Against the wishes of Will, Aragorn heads to a prison laboratory instead of leaving immediately. The two are saved from a sentry by a condemned ape named Strider, whom they free. Strider had fought another ape when he was drunk, accidentally breaking his neck. “We're not like humans. An ape never kills one of his own. Never.” In the laboratory they find six tribes-people, including Aragorn’s daughter, all of whom carry surgical scars on their heads - they have been lobotomized. Aragorn doesn't say a word; he loads the crossbow and starts to fire, killing them all. As the wolves of the pursuing apes pick up the trail of the escaped prisoners, Will’s scientific calculations prove timely, as the moon obliterates the sun in a full solar eclipse. In the confusion, Will, Aragorn and Strider charge through the doors of the prison on stolen horses.

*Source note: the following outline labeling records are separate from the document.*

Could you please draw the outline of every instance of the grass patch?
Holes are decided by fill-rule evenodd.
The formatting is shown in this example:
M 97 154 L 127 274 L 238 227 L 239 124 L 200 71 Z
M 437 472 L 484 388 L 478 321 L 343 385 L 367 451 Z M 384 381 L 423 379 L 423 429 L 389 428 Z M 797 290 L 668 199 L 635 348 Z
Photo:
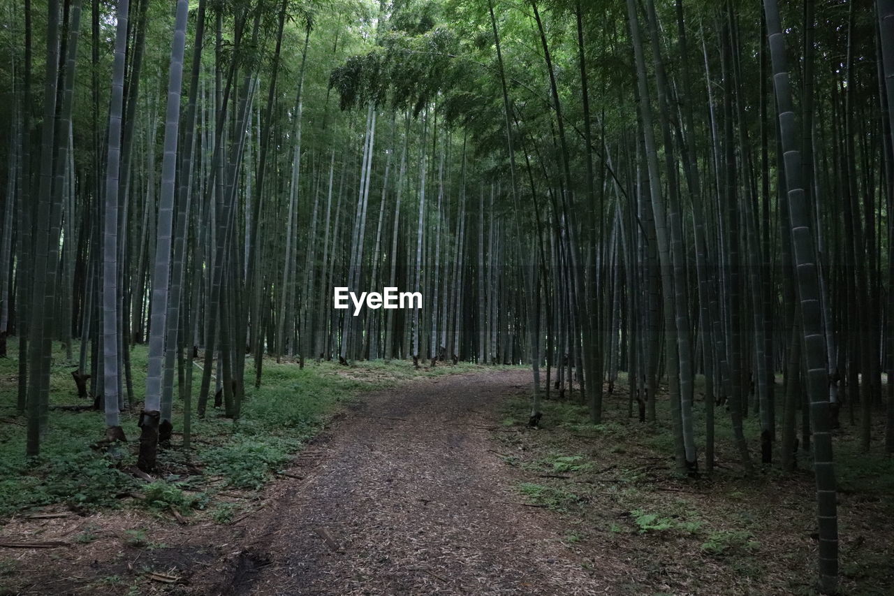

Back in the modern era, a priest is conducting Mass for a row of tiny white coffins before a congregation of sad-eyed relatives and weeping parents. In her office, Diamond tells her colleagues Luc DeMaupassant and Bob, a young neurologist, that she has made up her mind. “We've got four weeks. The way I see it, there's nothing to lose.” She goes to Will’s laboratory and climbs into a flotation tank.
Drak addresses the ape leaders on the problem of controlling the human population and recapturing Will. “No matter how many we kill, every year they're still here. Why will it be any different with the Blue Eyes? What we need is a final solution. Doctor Zora's brought back patients from a place called Kismatu. I've been talking to her about it. It's a tiny colony farther out than even the northern frontier. Females and babies have been dying there.” Zora adds, “We don't know what causes it - a virus probably. I'd hoped to complete our research before I came to you with my proposal. But, given the circumstances…”
Making their way to Aragorn’s people, Strider tells Will what he knows about Zora's disease. The three fugitives are startled to hear noises in a cave, but Will recognizes Diamond, who has followed him here. Aragorn finds secret messages left for him - Kip-Kena has called a gathering of the Seven Tribes of humans at the place called the Eagle's Nest. Will explains to Diamond that the apes have discovered a disease in an isolated area. They understand its potential and plan to give it to the human tribes. Diamond notes that perhaps they will succeed, given that Aragorn's people are destined to die out anyway, but that the mother of the human race must not be exposed to the disease. It won't seem to work on her, but it will be integrated into her DNA like a time-bomb waiting to go off.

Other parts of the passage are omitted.